In “Is There a Distinctive Conservative Jurisprudence?” (University of Colorado Law Review, Fall 2002) he refutes the charge that there is no principled distinction between the “activism” of the Supreme Court under Chief Justice Rehnquist and that of the New Deal and Earl Warren courts. The Rehnquist Court has indeed invalidated many laws. However, Wilkinson says the earlier courts would “constitutionalize freely,” meaning “extend constitutional rights to a point that impaired the democratic process.” All judicial activism intrudes upon democratic processes, but many of the Rehnquist Court’s invalidations have “restructured democratic responsibilities,” partially restoring the Founders’ understanding of the proper allocation of responsibilities.

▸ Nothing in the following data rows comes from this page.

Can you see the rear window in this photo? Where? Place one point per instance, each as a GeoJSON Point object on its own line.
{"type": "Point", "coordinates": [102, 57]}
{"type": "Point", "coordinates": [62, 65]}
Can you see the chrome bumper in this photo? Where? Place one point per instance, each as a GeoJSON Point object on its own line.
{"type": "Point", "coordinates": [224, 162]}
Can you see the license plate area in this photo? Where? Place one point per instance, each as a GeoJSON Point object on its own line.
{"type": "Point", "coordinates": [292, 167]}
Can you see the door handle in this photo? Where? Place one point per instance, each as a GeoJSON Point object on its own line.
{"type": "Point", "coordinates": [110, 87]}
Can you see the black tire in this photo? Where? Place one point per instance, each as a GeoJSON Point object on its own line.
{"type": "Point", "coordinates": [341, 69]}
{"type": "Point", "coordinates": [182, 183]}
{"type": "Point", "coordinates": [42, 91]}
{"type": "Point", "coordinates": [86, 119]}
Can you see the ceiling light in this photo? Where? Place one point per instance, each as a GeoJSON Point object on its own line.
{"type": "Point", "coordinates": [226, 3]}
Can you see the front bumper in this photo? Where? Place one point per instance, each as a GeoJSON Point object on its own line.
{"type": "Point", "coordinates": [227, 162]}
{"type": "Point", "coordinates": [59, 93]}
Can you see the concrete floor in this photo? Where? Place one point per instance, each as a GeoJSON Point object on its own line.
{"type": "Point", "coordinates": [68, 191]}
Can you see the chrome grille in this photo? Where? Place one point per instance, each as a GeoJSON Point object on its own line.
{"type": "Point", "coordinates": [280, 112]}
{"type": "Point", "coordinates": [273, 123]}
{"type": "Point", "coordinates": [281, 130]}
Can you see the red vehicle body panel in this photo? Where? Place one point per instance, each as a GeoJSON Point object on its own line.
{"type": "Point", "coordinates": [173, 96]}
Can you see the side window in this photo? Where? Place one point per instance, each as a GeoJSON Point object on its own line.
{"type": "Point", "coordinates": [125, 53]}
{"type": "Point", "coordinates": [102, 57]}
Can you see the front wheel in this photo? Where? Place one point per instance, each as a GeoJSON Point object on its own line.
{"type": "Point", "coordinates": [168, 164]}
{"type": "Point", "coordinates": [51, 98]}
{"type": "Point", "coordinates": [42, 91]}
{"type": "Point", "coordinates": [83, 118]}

In the 1995 overturning of the federal Gun-Free School Zones Act, the Rehnquist Court acted, Wilkinson says, as “a structural referee, not an ideological combatant.” Congress justified pre-empting states and regulating guns near schools by citing the usual justification for extending its reach–its power to regulate interstate commerce. But, says Wilkinson, “the proposition that regulable commerce must mean something short of everything is hardly debatable.” And the Rehnquist Court’s ruling left states empowered to enact gun-free school zones democratically.

In the Rehnquist Court’s conservative jurisprudence of balancing, federalism does not always trump competing constitutional values. The states, says Wilkinson, are not the only important “mediative institutions” between the individual and the national government. When state and local governments have imposed intrusive regulations on the Boy Scouts (mandating that they accept gay scoutmasters) and political parties (mandating primaries open to persons not members of the party), the Rehnquist Court has restricted states’ powers in the name of the very principle that, in other contexts, caused the court to affirm states’ powers–to protect the intermediary institutions of civil society through which our communal, as opposed to our solitary, selves are expressed. Such protection has been, Wilkinson believes, scanted by the “binary” vision of liberal activism, which is committed to “sweeping and virtually limitless national power” and “the recognition of new individual rights,” but little in between.

In “Why Conservative Jurisprudence is Compassionate” (to be published in the Virginia Law Review), Wilkinson argues that compassion in jurisprudence is more complicated than merely rendering judicial succor to those with poignant circumstances. Rather, compassion, as judges can properly consider it, begins by understanding this:

Rules–rules that restrict judges’ discretion to heed the promptings of poignancy–have considerable virtues. They give people advance notice of what is permitted and required, they produce uniform and consistent treatment of comparable cases and they respect whatever democratic processes have produced the rule.

Wilkinson says liberals and conservatives differ about “the place of compassion in the democratic process.” The human condition features myriad misfortunes and devastating conditions. “Victims of social circumstance, however, are altogether distinct from victims of another’s violation of a specific legal duty. It is the job of the democratic process to ameliorate the effects of the former. It is the judiciary’s charge to rectify the latter.”

And “modesty”–for Wilkinson, the cardinal virtue–is required of judges by society’s complexity. Are rent controls compassionate, or do they create a shortage of rental units and a disincentive for landlords to spend on maintenance? Does bilingual education, compassionately intended, impede the mastery of English and upward mobility? Such vexing policy questions about applied compassion are quintessentially those to which democratic rather than judicial processes should provide answers.

For judges struggling with what Wilkinson calls “the inscrutability of compassion,” a guiding principle should be that individual plaintiffs are not the only focus of compassion. Collective entities often are instruments of society’s compassion. Judges must “personalize” social injury, understanding, for example, that inertial law enforcement has its victims. And that although supposedly compassionate malpractice and product-liability awards may increase patient and consumer safety, they also may drive up prices and prevent needed goods from reaching the market.

When next there is a Supreme Court vacancy, Wilkinson’s measured jurisprudence might make him the ideal nominee to silence those whose arguments against judicial conservatism range from the unpersuasive to the offensive.